# Linear independence of eigenvectors; a sufficient condition

## Branko Ćurgus

Theorem. If $\vec{v_1}, \ldots, \vec{v_r}$ are eigenvectors that correspond to distinct eigenvalues $\lambda_1,\ldots,\lambda_r$ of an $n\times n$ matrix $A$, then the set $\bigl\{ \vec{v_1}, \ldots, \vec{v_r} \bigr\}$ is linearly independent.
Proof. In this proof we will assume that $r=3$. Assume:
1. $\lambda_1 \neq \lambda_2, \lambda_1 \neq \lambda_3$ and $\lambda_2 \neq \lambda_3$.
2. $\vec{v_1}, \vec{v_2}, \vec{v_3}$ are nonzero vectors.
3. $A\vec{v_1} = \lambda_1 \vec{v_1}, A\vec{v_2} = \lambda_2 \vec{v_2}, A\vec{v_3} = \lambda_3 \vec{v_3}$.
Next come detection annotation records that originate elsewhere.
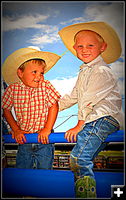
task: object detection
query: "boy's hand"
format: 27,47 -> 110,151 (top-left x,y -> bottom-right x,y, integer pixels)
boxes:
38,128 -> 51,144
65,120 -> 85,142
11,129 -> 30,144
65,126 -> 81,142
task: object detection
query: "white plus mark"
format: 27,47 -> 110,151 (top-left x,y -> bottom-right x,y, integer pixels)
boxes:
114,188 -> 123,197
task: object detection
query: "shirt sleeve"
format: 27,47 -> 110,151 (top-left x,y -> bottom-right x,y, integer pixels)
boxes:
2,85 -> 13,110
78,66 -> 117,120
47,81 -> 61,107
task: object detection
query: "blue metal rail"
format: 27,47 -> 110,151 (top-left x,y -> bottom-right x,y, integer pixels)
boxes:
3,130 -> 124,143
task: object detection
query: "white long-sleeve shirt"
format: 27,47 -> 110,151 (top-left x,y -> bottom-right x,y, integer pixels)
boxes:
59,56 -> 123,126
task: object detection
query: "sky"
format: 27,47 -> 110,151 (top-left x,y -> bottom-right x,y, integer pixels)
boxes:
1,1 -> 125,132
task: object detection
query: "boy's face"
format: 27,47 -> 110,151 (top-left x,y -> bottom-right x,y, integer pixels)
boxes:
73,30 -> 107,63
18,59 -> 44,88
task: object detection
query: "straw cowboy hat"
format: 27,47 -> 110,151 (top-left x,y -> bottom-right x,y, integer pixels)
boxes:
59,22 -> 122,64
2,48 -> 61,84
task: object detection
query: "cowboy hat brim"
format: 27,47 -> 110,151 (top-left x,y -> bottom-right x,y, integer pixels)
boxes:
2,48 -> 61,84
58,22 -> 122,64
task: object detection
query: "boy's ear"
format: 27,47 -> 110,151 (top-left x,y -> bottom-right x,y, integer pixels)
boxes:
17,68 -> 23,78
101,42 -> 107,53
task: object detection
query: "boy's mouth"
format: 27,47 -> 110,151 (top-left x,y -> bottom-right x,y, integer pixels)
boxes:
82,54 -> 90,58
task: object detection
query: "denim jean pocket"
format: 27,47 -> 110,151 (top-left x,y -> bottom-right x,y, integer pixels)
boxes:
104,116 -> 120,128
96,116 -> 119,142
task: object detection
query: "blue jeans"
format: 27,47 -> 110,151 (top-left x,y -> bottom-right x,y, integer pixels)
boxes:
16,144 -> 54,169
70,116 -> 119,180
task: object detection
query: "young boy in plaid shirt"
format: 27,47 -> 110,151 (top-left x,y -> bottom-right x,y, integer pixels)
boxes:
2,48 -> 60,169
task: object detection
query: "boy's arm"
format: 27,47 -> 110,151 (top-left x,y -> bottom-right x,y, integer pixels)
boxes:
3,109 -> 19,132
3,109 -> 30,144
38,102 -> 59,144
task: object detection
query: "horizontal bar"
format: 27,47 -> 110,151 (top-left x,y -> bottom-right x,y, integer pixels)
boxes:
2,168 -> 75,198
2,168 -> 124,198
3,130 -> 124,143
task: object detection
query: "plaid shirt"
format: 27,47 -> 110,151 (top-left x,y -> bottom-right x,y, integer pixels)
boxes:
2,80 -> 60,133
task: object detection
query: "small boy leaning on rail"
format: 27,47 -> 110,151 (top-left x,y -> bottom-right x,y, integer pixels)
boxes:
2,48 -> 60,169
59,22 -> 123,198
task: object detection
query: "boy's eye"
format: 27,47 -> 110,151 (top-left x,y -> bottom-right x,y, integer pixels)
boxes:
88,44 -> 94,47
32,71 -> 36,74
78,45 -> 83,48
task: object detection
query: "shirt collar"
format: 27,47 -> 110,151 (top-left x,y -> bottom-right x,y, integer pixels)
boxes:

To prove that $\vec{v_1}, \vec{v_2}, \vec{v_3}$ are linearly independent we have to prove the following implication $\alpha_1 \vec{v_1} + \alpha_2 \vec{v_2}+ \alpha_3 \vec{v_3} = \vec{0} \quad \Rightarrow \quad \alpha_1 = \alpha_2 = \alpha_3 = 0.$ To prove this implication we assume $$\label{eq1} \alpha_1 \vec{v_1} + \alpha_2 \vec{v_2}+ \alpha_3 \vec{v_3} = \vec{0}.$$ The first step is to apply $A$ to both sides of \eqref{eq1} to get \begin{equation*} A\bigl(\alpha_1 \vec{v_1} + \alpha_2 \vec{v_2}+ \alpha_3 \vec{v_3}\bigr) = A\vec{0}. \end{equation*} Next, we remember that this is a linear algebra class, so we use the linearity property of $A$ to get \begin{equation*} \alpha_1 A\vec{v_1} + \alpha_2 A\vec{v_2}+ \alpha_3 A\vec{v_3} = \vec{0}. \end{equation*} By the assumption 3 the last equality becomes $$\label{eq2} \alpha_1 \lambda_1 \vec{v_1} + \alpha_2 \lambda_2 \vec{v_2}+ \alpha_3 \lambda_3 \vec{v_3} = \vec{0}.$$ Next we multiply both sides of \eqref{eq1} by $\lambda_3$ to get $$\label{eq3} \alpha_1 \lambda_3 \vec{v_1} + \alpha_2 \lambda_3 \vec{v_2}+ \alpha_3 \lambda_3 \vec{v_3} = \vec{0}.$$ Now we subtract \eqref{eq3} from \eqref{eq2} to get $$\label{eq4} \alpha_1 (\lambda_1-\lambda_3) \vec{v_1} + \alpha_2 (\lambda_2-\lambda_3) \vec{v_2} = \vec{0}.$$ The equality \eqref{eq4} is similar to \eqref{eq1}, just with fewer eigenvectors. So, we repeat the steps from before; apply $A$ to \eqref{eq4} to get $$\label{eq5} \alpha_1 (\lambda_1-\lambda_3) \lambda_1 \vec{v_1} + \alpha_2 (\lambda_2-\lambda_3)\lambda_2 \vec{v_2} = \vec{0},$$ and multiply \eqref{eq4} by $\lambda_2$ to get $$\label{eq6} \alpha_1 (\lambda_1-\lambda_3) \lambda_2 \vec{v_1} + \alpha_2 (\lambda_2-\lambda_3)\lambda_2 \vec{v_2} = \vec{0}.$$ Subtracting \eqref{eq6} from \eqref{eq5} yields $$\label{eq7} \alpha_1 (\lambda_1-\lambda_3) (\lambda_1-\lambda_2) \vec{v_1} = \vec{0}.$$ Since $\lambda_1 - \lambda_2 \neq 0, \lambda_1 - \lambda_3\neq 0$ and $\vec{v_1} \neq \vec{0}$, \eqref{eq7} implies $$\label{eq8} \alpha_1 = 0.$$ With \eqref{eq8}, equation \eqref{eq1} becomes $$\label{eq9} \alpha_2 \vec{v_2}+ \alpha_3 \vec{v_3} = \vec{0}.$$ Starting from \eqref{eq9} and repeating similar steps as before we can prove $\alpha_2 = 0, \qquad \alpha_3 = 0.$ This completes the proof.